Ils
sont devenus fous, le jour où ils ont massacré le temps. Ici, le temps
est au contraire porté à sa vertigineuse expression. Un temps qui
n’invite pas à la répétition mais à l’effondrement des présentations.
"Appontages" réveille des images et des sons ancestraux perçus par nos
sens immémoriaux. Il est donc impossible de revenir aux origines et
impossible de dénuder l’événement de notre peur que tient mnémosyne en
sauvetage. L’inconnu est poussé à son acmé, mais celui-ci se dévore dès
qu’il devient perçu. Confronté dans l’inauthenticité des moments volés,
l’esprit tenaille, veut écouter ce qu’il n’a jamais vu, ce qu’il ne
pourra jamais savoir. Aux limites de la préhension, le contenu des
actes s’éventre sous l’obscurité des lumières. Tenu là, dans un espace
qui se meut et se défait sous les coups des écritures savantes de
sensations, Martine Venturelli, déforme les perceptions en lignant la
cognition vers des endroits faisant déraper la maîtrise éduquée.
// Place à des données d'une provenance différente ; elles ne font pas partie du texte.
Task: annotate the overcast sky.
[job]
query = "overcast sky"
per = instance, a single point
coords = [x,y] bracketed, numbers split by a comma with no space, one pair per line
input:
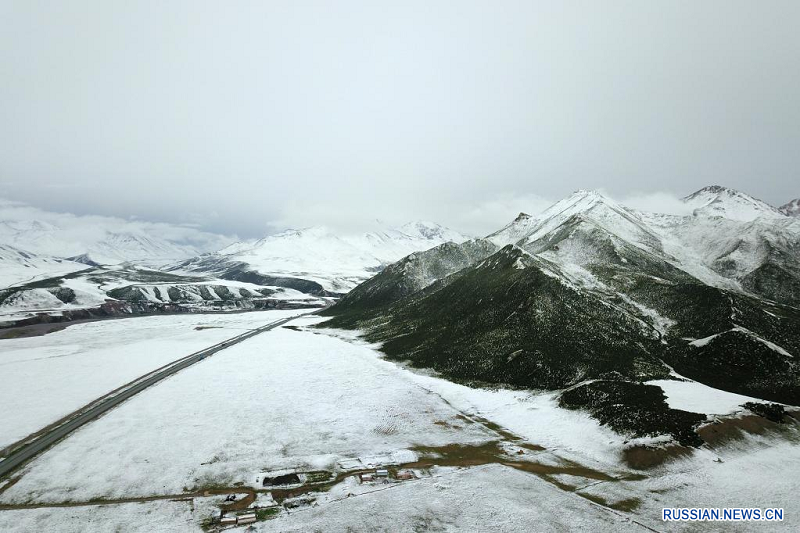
[247,117]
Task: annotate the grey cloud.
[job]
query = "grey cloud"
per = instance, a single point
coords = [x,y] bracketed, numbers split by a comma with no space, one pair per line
[247,116]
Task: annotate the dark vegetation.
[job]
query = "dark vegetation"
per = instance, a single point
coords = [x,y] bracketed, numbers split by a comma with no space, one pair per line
[511,319]
[634,408]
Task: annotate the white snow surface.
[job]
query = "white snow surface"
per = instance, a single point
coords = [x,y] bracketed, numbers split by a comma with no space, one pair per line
[716,201]
[283,399]
[48,377]
[21,266]
[792,208]
[106,240]
[306,399]
[698,398]
[337,262]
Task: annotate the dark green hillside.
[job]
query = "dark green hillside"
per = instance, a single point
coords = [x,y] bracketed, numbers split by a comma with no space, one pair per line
[506,320]
[411,274]
[738,362]
[634,408]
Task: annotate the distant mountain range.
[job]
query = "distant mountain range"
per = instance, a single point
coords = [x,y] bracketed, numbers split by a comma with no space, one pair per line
[316,260]
[597,299]
[139,267]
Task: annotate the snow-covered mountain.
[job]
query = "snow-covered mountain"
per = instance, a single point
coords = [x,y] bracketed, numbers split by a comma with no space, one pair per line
[729,203]
[316,259]
[791,209]
[99,239]
[21,266]
[594,300]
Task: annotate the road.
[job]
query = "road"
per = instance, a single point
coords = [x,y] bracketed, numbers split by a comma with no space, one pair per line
[100,406]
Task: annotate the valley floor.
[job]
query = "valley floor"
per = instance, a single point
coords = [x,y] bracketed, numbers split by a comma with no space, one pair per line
[310,400]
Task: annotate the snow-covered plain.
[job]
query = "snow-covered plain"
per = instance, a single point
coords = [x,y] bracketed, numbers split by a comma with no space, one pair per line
[314,399]
[698,398]
[48,377]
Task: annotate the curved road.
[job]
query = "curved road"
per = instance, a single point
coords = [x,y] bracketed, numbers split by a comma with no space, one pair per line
[98,407]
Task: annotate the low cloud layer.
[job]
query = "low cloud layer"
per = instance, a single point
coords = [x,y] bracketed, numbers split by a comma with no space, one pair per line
[252,118]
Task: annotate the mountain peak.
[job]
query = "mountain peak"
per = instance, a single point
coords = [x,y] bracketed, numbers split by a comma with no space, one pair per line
[791,209]
[431,231]
[719,201]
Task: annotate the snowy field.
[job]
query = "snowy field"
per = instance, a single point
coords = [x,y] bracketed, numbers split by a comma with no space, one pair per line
[318,400]
[48,377]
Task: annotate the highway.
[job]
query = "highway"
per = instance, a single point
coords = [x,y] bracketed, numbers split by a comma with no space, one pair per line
[102,405]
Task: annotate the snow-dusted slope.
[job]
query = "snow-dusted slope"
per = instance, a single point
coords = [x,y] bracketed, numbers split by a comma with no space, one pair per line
[792,208]
[332,262]
[598,210]
[730,204]
[731,241]
[20,266]
[100,239]
[518,228]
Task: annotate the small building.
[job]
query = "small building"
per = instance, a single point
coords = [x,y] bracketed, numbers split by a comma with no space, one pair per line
[247,518]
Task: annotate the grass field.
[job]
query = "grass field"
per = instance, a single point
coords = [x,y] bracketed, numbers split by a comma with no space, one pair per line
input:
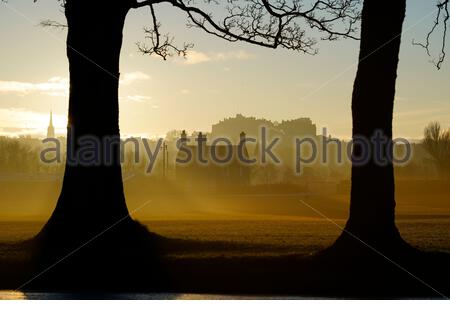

L’esprit rebelle, terrifié par l’inadvenu cherche toujours le ligament
cohérent des fugaces et funestes interprétations. Dépositoire des armes
logiques, "Appontages" donne l’attente impossible où l’unique sans
retour ni retournement arrive. Il s’agit d’un déploiement d’arrivance,
comme des premières ouvertures au monde, où rien n’est encore dit, où
l’indifférence n’est pas encore la puissance des premières distinctions
qui contiendront nos retours éternels. Comme un voyage dans
l’inadmissible et dans la délivrance du sens, le corps enfin rompt sa
servitude viscérale et décide d’oser l’inachèvement des instances
indécidées. Marge de manœuvre à l’abordage, le corps sans frein, sans
contour et sans limites, tremblant de l’événement qui n’est pas, se
vrille en retenant le présent, ou s’outrepasse en s’instaurant dans le
vif du présent. Aux pointes des présences qui ne sont jamais, Martine
Venturelli saborde les repères, largues d’autres amarres afin que les
respirations des chairs retenues s’ancrent plus ardemment dans les sols
dévoyés. Jeux de doutes, de chute sauvage, un filet d’ingravité nous
est lancé aux corps perdus qui enfin s’inventent en se cherchant.
Lorsque tout est éliminé, les présences dissymétriques des
juxtapositions erronées, désaliénées acquièrent des tonalités dont
seules la volonté de chacun peut encore sauver. "Appontages" est un
écrin de frisson d’ivoire, murmurant les nombreuses voies oubliées.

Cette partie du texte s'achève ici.